Die sachliche, räumliche und zeitliche Anwendbarkeit der DSGVO ergibt sich aus den Art. 2 Abs. 1, 3 Abs. 1 und 99 Abs. 2 DSGVO.

Gemäß Art. 82 Abs. 1 DSGVO hat jede Person, der wegen eines Verstoßes gegen die DSGVO ein materieller oder immaterieller Schaden entstanden ist, einen Anspruch auf Schadensersatz gegen den Verantwortlichen oder gegen den Auftragsverarbeiter.

Die Beklagte zu 1) ist als juristische Person, die im Rahmen ihrer Tätigkeit über die Zwecke und Mittel der Verarbeitung von personenbezogenen Daten entscheidet, Verantwortliche im Sinne des Art. 4 Nr. 7 DSGVO. Die Haftung der Beklagten zu 2) bis 6) als Gesellschafter der Beklagten zu 1) ergibt sich aus § 721 BGB.

Die Beklagte zu 1) hat jedenfalls gegen Art. 5 Abs. 1 lit. d) DSGVO verstoßen. Nach dieser Vorschrift müssen personenbezogene Daten sachlich richtig und erforderlichenfalls auf dem neuesten Stand sein; es sind alle angemessenen Maßnahmen zu treffen, damit personenbezogene Daten, die im Hinblick auf die Zwecke ihrer Verarbeitung unrichtig sind, unverzüglich gelöscht oder berichtigt werden („Richtigkeit“). Gegen diese Vorgabe haben die Beklagten verstoßen, indem sie die ehemalige Adresse der Kläger nicht vollumfänglich aus dem Datenbestand gelöscht haben. Hierbei ist unerheblich, dass die Adresse durch ein Programm automatisch eingefügt wurde. Nach Maßgabe des Art. 5 Abs. 1 lit. d) DSGVO hatte die Beklagte gerade dafür Sorge zu tragen, dass die Adresse im System überhaupt nicht mehr hinterlegt ist. Ein Verstoß gegen diesen Grundsatz der Datenverarbeitung stellt zugleich eine unrechtmäßige Datenerarbeitung dar, die geeignet ist, die Schadensersatzpflicht gemäß Art. 82 DSGVO auszulösen (BGH, Urteil vom 18.11.2024 - VI ZR 10/24 m.w.N.).

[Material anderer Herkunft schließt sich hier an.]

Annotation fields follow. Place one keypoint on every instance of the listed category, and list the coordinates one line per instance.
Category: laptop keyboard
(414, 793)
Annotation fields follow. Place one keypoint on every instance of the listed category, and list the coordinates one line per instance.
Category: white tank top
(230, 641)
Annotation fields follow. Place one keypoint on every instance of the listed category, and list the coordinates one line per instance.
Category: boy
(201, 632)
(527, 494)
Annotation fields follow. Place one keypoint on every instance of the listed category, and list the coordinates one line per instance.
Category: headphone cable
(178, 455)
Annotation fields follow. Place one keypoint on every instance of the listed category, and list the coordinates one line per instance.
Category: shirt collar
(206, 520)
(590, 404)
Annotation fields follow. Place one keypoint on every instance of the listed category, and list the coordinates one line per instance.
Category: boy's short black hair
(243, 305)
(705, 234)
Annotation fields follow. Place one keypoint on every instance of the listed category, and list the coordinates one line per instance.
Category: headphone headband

Den Klägern ist infolge des Verstoßes auch ein Schaden entstanden.

Der Begriff des „immateriellen Schadens“ ist in Ermangelung eines Verweises in Art. 82 Abs. 1 DSGVO auf das innerstaatliche Recht der Mitgliedstaaten im Sinne dieser Bestimmung autonom unionsrechtlich zu definieren (stRspr, BGH a.a.O. m.w.N.). Der Begriff ist mit Blick auf die Zielsetzung der Verordnung weit auszulegen und nicht von dem Überschreiten einer Bagatell-Grenze abhängig (EuGH, Urteil vom 20.06.2024 - C-590/22; BGH a.a.O.).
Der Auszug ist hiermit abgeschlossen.